A denúncia foi feita em exclusivo a este jornal pelos moradores do referido bairro, que afirmam ter sido informados pelos próprios marginais soltos pelo agente do SIC. Ilda Miranda, secretária da Organização da Mulher Angolana no Kwawa, disse que os marginais por si denunciados apareceram em sua casa dizendo que foram soltos pelo referido agente daquele órgão do Ministério do Interior, depois de terem pago 20 mil Kwanzas ao mesmo, no mesmo dia em que ela foi chamada para reconhecer os meliantes nas instalações da Polícia.

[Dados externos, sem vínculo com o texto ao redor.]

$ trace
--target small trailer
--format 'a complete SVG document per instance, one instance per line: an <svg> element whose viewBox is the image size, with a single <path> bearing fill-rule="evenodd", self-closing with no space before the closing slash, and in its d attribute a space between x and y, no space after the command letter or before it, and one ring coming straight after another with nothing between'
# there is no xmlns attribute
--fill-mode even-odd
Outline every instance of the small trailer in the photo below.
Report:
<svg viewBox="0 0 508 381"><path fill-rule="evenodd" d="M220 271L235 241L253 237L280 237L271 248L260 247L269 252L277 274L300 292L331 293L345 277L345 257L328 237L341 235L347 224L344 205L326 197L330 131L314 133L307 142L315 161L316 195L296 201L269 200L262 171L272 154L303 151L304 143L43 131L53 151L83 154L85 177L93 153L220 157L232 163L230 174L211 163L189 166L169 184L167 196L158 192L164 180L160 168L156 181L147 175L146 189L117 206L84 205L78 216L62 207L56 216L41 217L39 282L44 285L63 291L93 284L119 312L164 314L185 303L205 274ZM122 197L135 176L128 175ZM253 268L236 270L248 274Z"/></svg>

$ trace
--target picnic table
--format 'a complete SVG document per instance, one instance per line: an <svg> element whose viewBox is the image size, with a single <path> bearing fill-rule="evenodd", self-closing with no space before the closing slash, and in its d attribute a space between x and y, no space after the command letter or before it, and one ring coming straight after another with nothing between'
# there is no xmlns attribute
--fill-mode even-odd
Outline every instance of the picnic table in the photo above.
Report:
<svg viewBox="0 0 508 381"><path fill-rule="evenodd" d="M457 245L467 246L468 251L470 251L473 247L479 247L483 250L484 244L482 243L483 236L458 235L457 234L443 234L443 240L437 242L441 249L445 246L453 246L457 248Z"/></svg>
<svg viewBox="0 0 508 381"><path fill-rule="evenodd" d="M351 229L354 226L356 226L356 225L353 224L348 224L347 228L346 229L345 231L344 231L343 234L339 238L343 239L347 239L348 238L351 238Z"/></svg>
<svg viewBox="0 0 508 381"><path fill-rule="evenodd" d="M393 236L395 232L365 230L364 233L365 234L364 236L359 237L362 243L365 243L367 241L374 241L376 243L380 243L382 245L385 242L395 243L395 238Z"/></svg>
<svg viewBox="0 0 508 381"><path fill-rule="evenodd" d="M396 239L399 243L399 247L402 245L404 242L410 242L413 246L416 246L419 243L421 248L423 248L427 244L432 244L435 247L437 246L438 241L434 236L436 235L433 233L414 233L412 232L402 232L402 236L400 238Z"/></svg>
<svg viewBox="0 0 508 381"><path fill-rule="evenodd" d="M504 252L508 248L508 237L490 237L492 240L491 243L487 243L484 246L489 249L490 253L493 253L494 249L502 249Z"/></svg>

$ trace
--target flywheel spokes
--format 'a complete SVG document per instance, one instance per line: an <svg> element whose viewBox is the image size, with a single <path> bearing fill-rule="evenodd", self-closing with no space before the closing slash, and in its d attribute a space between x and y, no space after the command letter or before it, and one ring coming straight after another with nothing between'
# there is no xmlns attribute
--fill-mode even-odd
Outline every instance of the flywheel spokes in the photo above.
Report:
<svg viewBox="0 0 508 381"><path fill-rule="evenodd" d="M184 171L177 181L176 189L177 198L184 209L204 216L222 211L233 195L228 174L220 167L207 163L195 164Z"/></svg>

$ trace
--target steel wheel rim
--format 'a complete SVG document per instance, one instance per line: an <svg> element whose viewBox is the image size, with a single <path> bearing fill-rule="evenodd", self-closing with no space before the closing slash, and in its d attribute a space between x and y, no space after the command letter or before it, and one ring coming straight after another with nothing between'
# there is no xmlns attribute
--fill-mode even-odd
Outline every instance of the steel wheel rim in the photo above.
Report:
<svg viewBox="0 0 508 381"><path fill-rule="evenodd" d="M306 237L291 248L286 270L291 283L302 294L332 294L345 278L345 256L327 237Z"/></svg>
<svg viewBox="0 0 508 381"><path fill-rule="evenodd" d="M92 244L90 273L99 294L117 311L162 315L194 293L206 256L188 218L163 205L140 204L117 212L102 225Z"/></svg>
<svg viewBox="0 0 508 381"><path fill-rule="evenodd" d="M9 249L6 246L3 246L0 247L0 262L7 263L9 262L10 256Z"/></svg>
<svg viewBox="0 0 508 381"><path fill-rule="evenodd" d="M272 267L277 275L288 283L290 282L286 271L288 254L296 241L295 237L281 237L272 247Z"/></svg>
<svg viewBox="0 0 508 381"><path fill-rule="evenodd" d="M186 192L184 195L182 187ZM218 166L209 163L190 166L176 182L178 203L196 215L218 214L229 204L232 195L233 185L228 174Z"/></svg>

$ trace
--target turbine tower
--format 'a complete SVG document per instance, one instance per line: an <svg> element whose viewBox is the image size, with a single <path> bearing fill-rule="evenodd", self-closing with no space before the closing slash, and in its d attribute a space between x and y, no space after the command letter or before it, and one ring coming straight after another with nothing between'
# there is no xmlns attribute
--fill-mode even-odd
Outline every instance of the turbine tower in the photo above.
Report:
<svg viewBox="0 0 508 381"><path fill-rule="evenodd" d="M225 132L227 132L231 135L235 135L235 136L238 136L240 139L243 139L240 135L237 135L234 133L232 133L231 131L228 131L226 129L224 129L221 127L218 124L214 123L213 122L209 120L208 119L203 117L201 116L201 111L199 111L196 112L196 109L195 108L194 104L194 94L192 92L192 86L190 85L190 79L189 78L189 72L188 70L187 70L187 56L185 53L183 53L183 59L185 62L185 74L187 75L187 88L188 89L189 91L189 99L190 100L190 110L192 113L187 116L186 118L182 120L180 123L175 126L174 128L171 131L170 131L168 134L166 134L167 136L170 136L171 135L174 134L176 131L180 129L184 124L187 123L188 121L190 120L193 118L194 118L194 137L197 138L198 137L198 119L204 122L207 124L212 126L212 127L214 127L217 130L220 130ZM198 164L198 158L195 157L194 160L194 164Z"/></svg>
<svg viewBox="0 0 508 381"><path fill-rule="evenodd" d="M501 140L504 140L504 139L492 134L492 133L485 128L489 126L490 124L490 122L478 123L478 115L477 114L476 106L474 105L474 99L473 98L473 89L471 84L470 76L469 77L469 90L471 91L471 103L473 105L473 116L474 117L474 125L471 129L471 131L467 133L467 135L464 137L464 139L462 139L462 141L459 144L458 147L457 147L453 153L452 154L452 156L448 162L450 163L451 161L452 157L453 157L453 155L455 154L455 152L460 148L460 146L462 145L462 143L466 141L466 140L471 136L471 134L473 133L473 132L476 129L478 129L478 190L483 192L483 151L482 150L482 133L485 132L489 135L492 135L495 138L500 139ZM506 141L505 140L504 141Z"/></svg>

“No mesmo dia em que o investigador chamou os delinquentes para serem reconhecidos pela pessoa agredida, ele, na mesma tarde os soltou, o que me surpreende é que assim que foram soltos, foram a um lugar próximo para beber e começaram a dizer nas pessoas que pagaram 20 mil ao investigador, dizendo que ‘nós pagamos 20 mil ao investigador, aquele investigador é nosso, pagamos e já saímos estamos aqui’! Ouvi isso de uma pessoa, mas não quis acreditar, ouvi numa outra pessoa, também ignorei, mas, para o meu espanto, eles vieram à minha casa, bêbados a dizer: ‘dona, foste nos queixar e nós já pagamos e estamos aqui, se quisermos te matar podemos te matar, porque nós ouvimos a tua gravação feita pelo investigado2’. Sinceramente, que tipo de Polícia é esta”? indagou.

Autoridades têm conhecimentos
Por outro lado, Ilda Miranda informou que o caso já foi participado às autoridades administrativas no sentido de se tomar uma medida que vise a inversão do quadro, tendo solicitado às entidades máximas da Polícia a Investigação do caso. “Ele tem vários casos, o senhor administrador e a população do bairro dominam, já viemos há muito tempo a pedir ao comandante municipal para retirar aquele investigador do Posto policial do nosso bairro, ele não serve para ser investigador, eu mesma tenho provas que mostram que ele é mesmo corrupto, só não entendo porque é que ainda não tiram este individuo da corporação”, disse.

Os moradores do bairro do Kwawa, temem que o pior possa acontecer, já que o grupo de marginais continua a fazer ameaças de morte a todos aqueles que fizeram queixas sobre eles. Por seu turno, o administrador do bairro, Francisco Fernando, confirma que a situação é do seu conhecimento, pelo que pede das autoridades de direito a tomada de uma posição sobre o assunto.

“Confirmamos sim, porque temos a própria matéria das pessoas que vieram queixar- se na Administração do bairro, e nós, depois de registarmos a primeira queixa e a segunda, pedimos que pessoas de direito possam resolver este problema, porque a população está mesmo a reclamar. No mês passado nós comunicamos a um dos chefes da Polícia nesta área que nos garantiu uma solução, porém, verificamos que voltou a acontecer novamente” disse.

Entretanto, contactado por este jornal, para saber se a PGR tinha conhecimento do assunto, o sub-procurador-geral da República titular na província da Huíla, Hernâni Beira Grande, informou que, ao confirmar- se, o organismo que dirige vai desencadear uma Investigação para responsabilizar o acusado. Entretanto, contactado por este jornal, o porta-voz do Comando Provincial da Polícia Nacional na Huíla, superintendente Carlos Alberto, disse também não ter conhecimento de alguma queixa sobre este caso, mas prometeu pronunciar-se nesta Quinta-feira, hoje.